Désormais, les migrants qui arriveront à mettre le pied en Europe ne seront pas considérés être en Europe. Ils feront l’objet à la frontière d’une procédure de filtrage à vitesse grand V qui ne s’encombrera pas des détails pour trancher les décisions, permettant aux Etats de déroger aux conventions de droit international qui s’appliquent. Cela donne également une idée sur la militarisation de ces centres de « tri » vers laquelle nous nous acheminons pour réduire à néant les éventuelles évasions de migrants, argument mis en avant pour évaluer l’efficacité du système.

La cohésion des pays européens ne tiendra qu’à une seule condition : un niveau de coopération élevé de plusieurs pays du Sud de la Méditerranée. L’architecture du Pacte n’est possible que si les pays d’origine et de transit endiguent le maximum d’arrivées sur le territoire européen pour éviter la saturation des centres et des procédures de « parrainage ». Les couloirs des chancelleries des pays d’Afrique vont raisonner aux pas des délégations et autres ministres européens en visite « d’amitiés » pour exiger les accords de réadmission en échange d’hypothétiques canaux de migration choisie. Dans certains cas, la délocalisation de ces centres de « tri » dans les pays tiers sera mise en œuvre et mon pays la Tunisie, jeune démocratie du Sud, sera inévitablement sur la liste des candidats forcés.

Pour conclure, le pacte n’est pas une politique en soi, juste une valise de procédures pour améliorer le contrôle externe des frontières, une sorte de système de gestion de crise migratoire permanente.
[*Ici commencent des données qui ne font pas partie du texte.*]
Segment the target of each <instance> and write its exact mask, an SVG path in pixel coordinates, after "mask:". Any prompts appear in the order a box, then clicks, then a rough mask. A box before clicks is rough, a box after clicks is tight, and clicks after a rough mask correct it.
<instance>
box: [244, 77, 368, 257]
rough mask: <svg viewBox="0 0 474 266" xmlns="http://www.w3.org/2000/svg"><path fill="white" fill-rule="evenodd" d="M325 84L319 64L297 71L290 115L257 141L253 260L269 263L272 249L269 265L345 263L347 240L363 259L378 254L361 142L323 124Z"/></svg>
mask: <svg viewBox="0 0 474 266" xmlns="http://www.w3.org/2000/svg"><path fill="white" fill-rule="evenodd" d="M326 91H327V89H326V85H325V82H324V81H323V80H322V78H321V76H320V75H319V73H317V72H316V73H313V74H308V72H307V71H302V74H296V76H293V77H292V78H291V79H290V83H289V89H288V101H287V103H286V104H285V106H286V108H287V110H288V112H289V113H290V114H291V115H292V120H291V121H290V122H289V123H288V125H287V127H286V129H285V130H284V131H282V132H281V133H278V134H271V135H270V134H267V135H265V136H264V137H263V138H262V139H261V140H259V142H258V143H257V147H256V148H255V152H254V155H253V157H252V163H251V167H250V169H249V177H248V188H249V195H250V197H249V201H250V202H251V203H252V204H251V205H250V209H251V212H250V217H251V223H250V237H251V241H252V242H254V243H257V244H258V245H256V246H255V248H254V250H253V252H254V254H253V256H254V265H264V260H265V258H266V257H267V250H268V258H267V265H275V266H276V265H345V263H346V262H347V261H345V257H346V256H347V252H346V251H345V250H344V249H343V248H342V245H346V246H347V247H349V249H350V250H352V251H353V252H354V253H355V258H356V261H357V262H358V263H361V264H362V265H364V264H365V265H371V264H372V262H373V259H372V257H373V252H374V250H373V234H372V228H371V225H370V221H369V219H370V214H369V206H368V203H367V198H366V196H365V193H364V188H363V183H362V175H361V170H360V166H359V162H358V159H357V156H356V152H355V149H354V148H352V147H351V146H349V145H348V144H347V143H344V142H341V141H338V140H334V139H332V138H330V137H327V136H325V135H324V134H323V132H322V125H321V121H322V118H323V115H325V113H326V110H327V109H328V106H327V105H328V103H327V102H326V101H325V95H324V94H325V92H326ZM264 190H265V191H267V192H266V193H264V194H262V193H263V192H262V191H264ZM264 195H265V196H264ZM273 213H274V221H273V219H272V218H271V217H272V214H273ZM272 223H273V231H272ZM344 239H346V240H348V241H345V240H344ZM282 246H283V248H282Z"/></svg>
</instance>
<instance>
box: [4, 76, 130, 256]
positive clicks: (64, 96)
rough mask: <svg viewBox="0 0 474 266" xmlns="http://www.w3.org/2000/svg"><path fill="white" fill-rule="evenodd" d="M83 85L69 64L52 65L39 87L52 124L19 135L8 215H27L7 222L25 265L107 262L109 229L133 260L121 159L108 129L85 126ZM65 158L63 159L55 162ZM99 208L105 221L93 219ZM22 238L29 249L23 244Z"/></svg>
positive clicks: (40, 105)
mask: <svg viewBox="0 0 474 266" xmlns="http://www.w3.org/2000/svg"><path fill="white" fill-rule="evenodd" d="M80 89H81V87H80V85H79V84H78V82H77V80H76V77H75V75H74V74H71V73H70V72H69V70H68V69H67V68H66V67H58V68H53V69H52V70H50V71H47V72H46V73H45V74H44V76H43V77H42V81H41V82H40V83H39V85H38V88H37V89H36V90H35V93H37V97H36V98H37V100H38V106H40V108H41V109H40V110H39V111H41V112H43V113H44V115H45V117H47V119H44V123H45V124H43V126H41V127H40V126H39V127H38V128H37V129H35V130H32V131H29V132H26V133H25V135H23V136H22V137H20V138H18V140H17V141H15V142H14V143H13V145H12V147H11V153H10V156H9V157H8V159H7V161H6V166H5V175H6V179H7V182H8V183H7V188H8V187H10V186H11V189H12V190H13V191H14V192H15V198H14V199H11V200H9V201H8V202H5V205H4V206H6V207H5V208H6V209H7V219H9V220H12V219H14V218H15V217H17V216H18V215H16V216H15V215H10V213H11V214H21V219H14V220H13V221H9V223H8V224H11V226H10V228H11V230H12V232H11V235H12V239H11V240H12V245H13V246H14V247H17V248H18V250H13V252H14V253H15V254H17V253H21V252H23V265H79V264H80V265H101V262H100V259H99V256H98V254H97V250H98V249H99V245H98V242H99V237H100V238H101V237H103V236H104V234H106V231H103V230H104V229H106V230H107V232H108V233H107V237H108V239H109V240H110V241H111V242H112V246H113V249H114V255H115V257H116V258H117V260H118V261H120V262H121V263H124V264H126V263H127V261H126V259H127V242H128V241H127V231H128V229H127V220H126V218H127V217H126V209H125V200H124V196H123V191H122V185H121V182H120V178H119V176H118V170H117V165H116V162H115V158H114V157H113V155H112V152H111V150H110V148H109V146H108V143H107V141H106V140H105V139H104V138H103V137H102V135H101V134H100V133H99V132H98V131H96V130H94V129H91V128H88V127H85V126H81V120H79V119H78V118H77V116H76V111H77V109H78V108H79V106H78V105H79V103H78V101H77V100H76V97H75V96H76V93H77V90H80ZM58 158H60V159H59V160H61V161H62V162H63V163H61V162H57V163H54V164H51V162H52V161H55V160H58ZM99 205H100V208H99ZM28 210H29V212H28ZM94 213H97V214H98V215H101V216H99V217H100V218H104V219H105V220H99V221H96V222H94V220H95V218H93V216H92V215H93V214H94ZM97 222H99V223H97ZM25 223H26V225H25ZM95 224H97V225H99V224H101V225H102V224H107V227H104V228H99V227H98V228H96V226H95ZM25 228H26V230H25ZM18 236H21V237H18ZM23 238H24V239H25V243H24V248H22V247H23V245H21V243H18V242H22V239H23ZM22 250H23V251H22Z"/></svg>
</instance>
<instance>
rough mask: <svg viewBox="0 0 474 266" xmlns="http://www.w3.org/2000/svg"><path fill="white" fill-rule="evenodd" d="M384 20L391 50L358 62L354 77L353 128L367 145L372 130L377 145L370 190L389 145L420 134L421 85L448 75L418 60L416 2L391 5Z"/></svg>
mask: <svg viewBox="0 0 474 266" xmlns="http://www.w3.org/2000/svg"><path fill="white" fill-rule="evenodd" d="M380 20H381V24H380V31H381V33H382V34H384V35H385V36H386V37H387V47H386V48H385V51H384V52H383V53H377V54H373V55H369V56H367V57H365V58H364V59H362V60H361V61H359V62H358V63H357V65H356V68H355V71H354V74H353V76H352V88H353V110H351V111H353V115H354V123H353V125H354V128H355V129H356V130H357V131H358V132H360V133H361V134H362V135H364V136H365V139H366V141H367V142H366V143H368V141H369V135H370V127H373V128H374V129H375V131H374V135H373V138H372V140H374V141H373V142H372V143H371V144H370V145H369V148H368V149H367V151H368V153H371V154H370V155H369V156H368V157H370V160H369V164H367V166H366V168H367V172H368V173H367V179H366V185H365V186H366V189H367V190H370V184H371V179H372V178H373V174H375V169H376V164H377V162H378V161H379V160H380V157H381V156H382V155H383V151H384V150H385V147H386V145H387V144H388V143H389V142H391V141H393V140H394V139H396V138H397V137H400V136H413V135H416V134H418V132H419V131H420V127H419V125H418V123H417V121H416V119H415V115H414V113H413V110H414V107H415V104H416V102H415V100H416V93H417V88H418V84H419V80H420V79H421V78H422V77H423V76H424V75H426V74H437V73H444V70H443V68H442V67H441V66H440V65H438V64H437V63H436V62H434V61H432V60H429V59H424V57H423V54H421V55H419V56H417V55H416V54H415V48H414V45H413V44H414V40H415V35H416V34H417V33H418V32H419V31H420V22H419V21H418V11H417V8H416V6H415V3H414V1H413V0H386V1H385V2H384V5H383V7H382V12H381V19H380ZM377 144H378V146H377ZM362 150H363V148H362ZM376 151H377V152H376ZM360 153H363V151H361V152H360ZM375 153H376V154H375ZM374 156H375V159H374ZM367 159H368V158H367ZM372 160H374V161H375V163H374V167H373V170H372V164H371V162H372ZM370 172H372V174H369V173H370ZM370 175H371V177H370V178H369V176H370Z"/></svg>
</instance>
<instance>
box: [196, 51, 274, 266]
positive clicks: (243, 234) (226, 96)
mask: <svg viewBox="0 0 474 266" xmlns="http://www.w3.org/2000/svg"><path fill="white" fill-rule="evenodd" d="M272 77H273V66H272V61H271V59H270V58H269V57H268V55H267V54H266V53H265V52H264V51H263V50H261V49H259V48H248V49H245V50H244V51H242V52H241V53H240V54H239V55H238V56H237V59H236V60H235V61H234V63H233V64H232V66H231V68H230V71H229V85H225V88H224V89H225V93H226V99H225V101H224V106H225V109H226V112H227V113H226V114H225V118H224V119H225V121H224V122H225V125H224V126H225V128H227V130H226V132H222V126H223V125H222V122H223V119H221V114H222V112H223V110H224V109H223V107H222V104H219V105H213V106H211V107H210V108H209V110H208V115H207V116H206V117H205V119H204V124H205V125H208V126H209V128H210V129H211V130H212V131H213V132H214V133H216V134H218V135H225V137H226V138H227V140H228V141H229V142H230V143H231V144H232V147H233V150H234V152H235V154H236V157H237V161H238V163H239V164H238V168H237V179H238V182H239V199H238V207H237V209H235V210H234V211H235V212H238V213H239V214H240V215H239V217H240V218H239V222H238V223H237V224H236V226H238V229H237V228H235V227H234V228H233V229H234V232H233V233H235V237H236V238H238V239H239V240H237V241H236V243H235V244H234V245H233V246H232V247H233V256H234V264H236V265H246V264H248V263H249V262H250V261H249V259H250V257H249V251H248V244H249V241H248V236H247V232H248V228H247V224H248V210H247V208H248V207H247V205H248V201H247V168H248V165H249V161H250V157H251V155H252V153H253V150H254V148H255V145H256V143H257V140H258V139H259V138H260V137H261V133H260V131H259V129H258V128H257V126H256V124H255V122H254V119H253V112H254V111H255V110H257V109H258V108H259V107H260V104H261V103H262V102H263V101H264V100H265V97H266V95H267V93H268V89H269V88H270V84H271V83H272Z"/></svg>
Quel que soit la version finale du document et même s’il ne répond pas aux exigences des pays européens exposées en première ligne, il est déjà acquis que sa crédibilité auprès des membres reposera exclusivement sur le principe d’expulsion de toute personne en situation irrégulière. Un principe qui sera appliqué aux frontières et inévitablement, par contamination, aux sans-papiers qui ont réussi à pénétrer la forteresse.

Un dernier point, aucune information sur les budgets que représentent les dépenses que vont engendrer les retours systématiques, la militarisation des centres, la mobilisation des forces sécuritaires des pays du Sud, les moyens à la disposition du Return Coordinator au sein de Frontex et de son réseau de partenaires dans les pays voisins. La dimension financière du Pacte ne semble constituer qu’un détail car en situation de guerre, la cohésion européenne n’a pas de prix.